The meetings always begin with a prayer. They also end with one. And in between, it is clear why so much praying needs to be done. Because inside the old Craftsman home south of downtown Los Angeles, two dozen folks meet every Monday night to stoke a revolution.
Not a violent one, though they are angry. Not a desperate one, though they are passionate about their cause. No, this is a measured insurrection. One organized and carried out by ordinary citizens who are united in the simple yet daunting goal of changing one of the most significant criminal justice laws ever enacted in California:
Now to be clear, they do not ask that the landmark 1994 law be stricken. They want it changed. Despite its original intentions to crack down on career criminals, they believe that it has gone too far. It has locked up, sometimes for life, too many members of their families for petty crimes.
How else, they ask, do you describe a law that sends someone to prison for life for stealing two sips of gin. Or making off with soda cans. Or possessing a flake of cocaine.
So five years and almost 50,000 new prisoners after the law took effect, this group, Families to Amend California's Three Strikes, is pushing to make it apply only to violent felonies, not the drug crimes, petty thefts or burglaries that make up most convictions.
Under the current law, any ex-felon convicted of a "serious"--such as a burglary--or "violent" felony can see his potential prison time greatly enhanced if he is again found guilty of a felony. Even if that offense is not classified "serious" or "violent." Even if the earlier crimes were decades ago.
For a second strike, that means doubling of a normal prison sentence. And for strike three, it means going away for 25 years to life.
The group believes that only violent felonies should be considered second or third strikes and that no juvenile crime should count as a strike. In addition, members want those now serving time under three strikes to be resentenced under the proposed new rules.
"Let the time fit the crime" is how members state their case.

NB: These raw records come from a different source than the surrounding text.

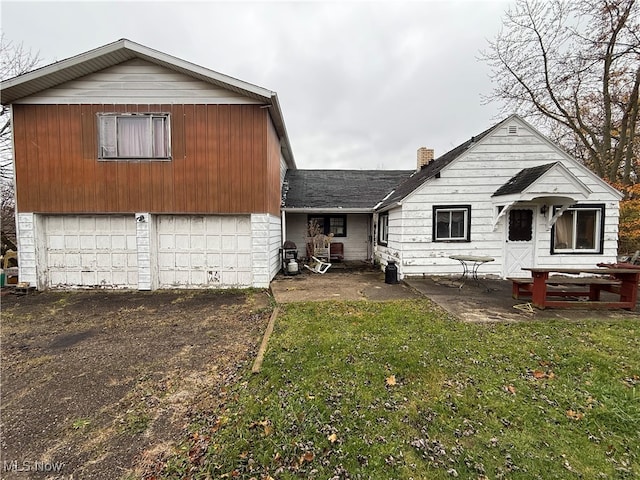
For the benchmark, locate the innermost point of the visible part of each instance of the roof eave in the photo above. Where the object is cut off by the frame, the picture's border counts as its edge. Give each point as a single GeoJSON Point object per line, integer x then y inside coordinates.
{"type": "Point", "coordinates": [123, 50]}
{"type": "Point", "coordinates": [327, 210]}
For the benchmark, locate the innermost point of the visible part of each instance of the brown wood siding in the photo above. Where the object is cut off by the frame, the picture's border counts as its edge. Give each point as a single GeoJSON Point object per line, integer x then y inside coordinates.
{"type": "Point", "coordinates": [225, 159]}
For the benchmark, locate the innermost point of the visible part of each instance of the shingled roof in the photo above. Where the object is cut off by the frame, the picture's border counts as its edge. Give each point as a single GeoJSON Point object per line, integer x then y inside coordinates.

And they have their work cut out for them.
"No question, it will be an uphill battle," said Geri Silva, co-founder of the group. "There is no hope that we're going to have all the . . . politicians moving to change the law. It's not going to happen that way."
Instead, she and the other members believe that the law will be amended through a public awareness campaign--here and throughout California--that Sacramento lawmakers cannot ignore. Toward that end, this group of mothers, fathers, grandparents and others fans out every week to churches, schools and community halls to urge a change.
"Each thing we do in the community makes our voices stronger, and each person we educate makes our movement bigger," said Silva, who has had friends, but no relatives, imprisoned under the law.
And although the group has not reached its goal, it is also far from the place where it started. "We've taken steps," Silva said. "We're not at the beginning at all."
Launched two years ago in Los Angeles, the group now has chapters as diverse as California--in Oakland, Sacramento, San Jose, San Bernardino, San Diego, Santa Barbara and Orange County. Statewide, according to Silva, the group has 600 to 700 active members and more than a thousand others on its mailing list.
Most of them have husbands or brothers in prison.
Micky Neal has both.
"My brother's last case was burglary. He went into a Thrifty store and stole 11 bottles of shampoo," Neal said.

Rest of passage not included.